The following is the seventh in a series of columns highlighting the importance of putting the public at the heart of communications strategies. This latest column focuses on how government and business should harness the power of the public in defining what is in the public interest.

The term “public interest” has many definitions, some formal and informal. It is perhaps most often used when governments or businesses move forward with a project, which they believe, objectively, will benefit the public.

However, the term is so overused, often indiscriminately, that the public has begun to view it with a mix of skepticism and cynicism. When someone invokes the public interest “principle,” most see it as a means of justifying an otherwise unpopular act.

To define something as being in the public interest is to suggest that its merits are so great that it should go forward despite, or in spite of, vocal opposition.  But, who defines public interest?  Isn’t it more of a subjective, not objective, measurement?

This is where the power of the public can, and should, be harnessed. The public should be engaged to determine whether something is in their interest. After considering the pertinent facts and all options are canvassed, the public can then identify its interests.

The alternative is a growing distrust between the public, companies and government. There is a creeping suspicion that the term “public interest” is being invoked simply to defend a project or defy the public. The result?  A loss of goodwill.

The last thing that the public wants to be told is that companies and government “know best,” or that they are protecting the public from their own worst impulses. The easiest way to poison a debate is to say, “you don’t know what’s good for you.”

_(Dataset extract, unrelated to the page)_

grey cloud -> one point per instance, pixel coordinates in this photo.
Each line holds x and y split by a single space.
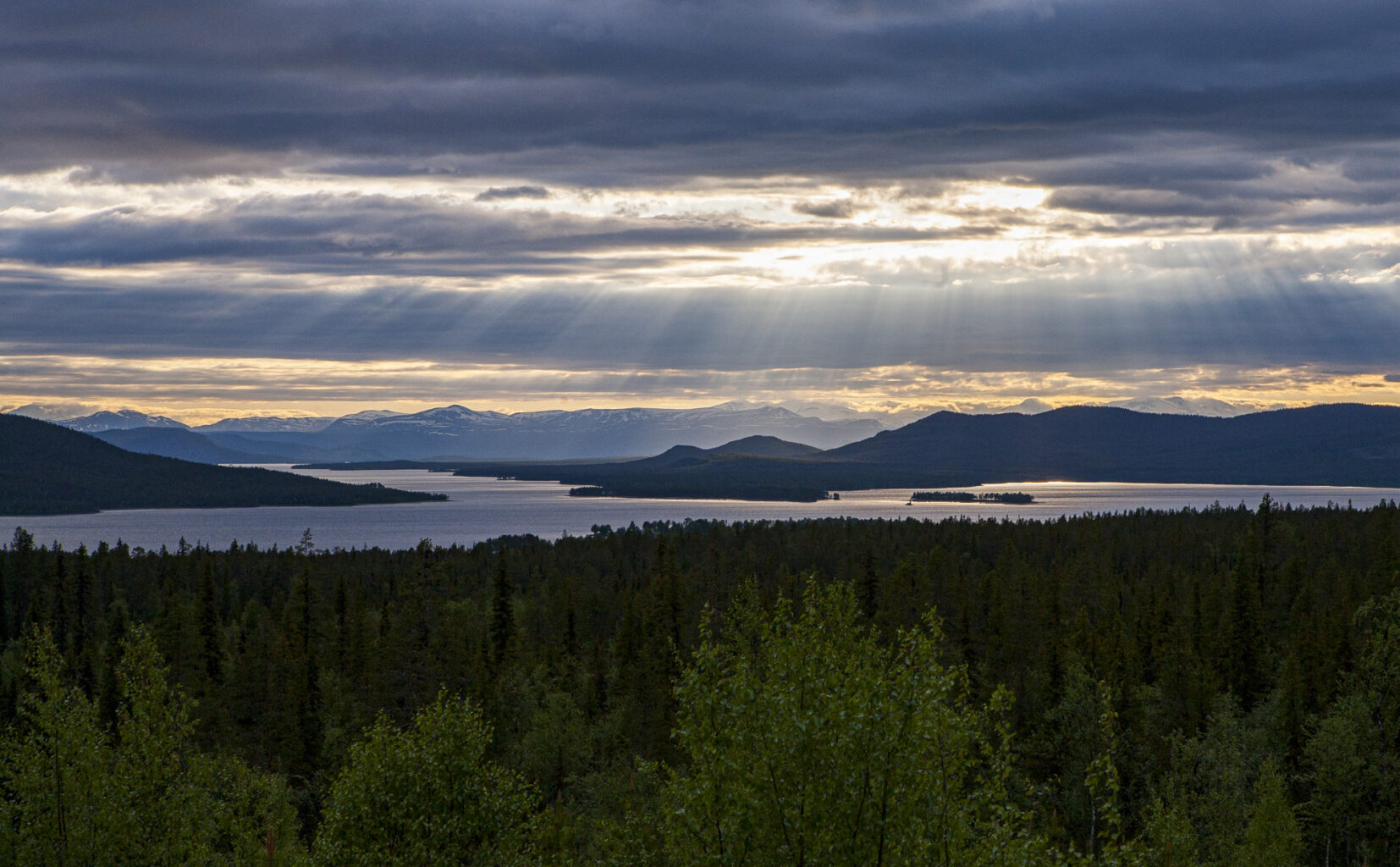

Engaging people in a collaborative and meaningful dialogue about what is truly in the public interest ensures that businesses and government define public interest in ways that will garner public support.

Describing something as being in the public interest suggests that there has been some form of public participation to identify what the public wants or needs. If no such engagement takes place, how can anyone say that their view of the public interest is right?

Rob Mariani is a senior vice-president with Hill+Knowlton Strategies, and serves as general manager of their Ottawa offices.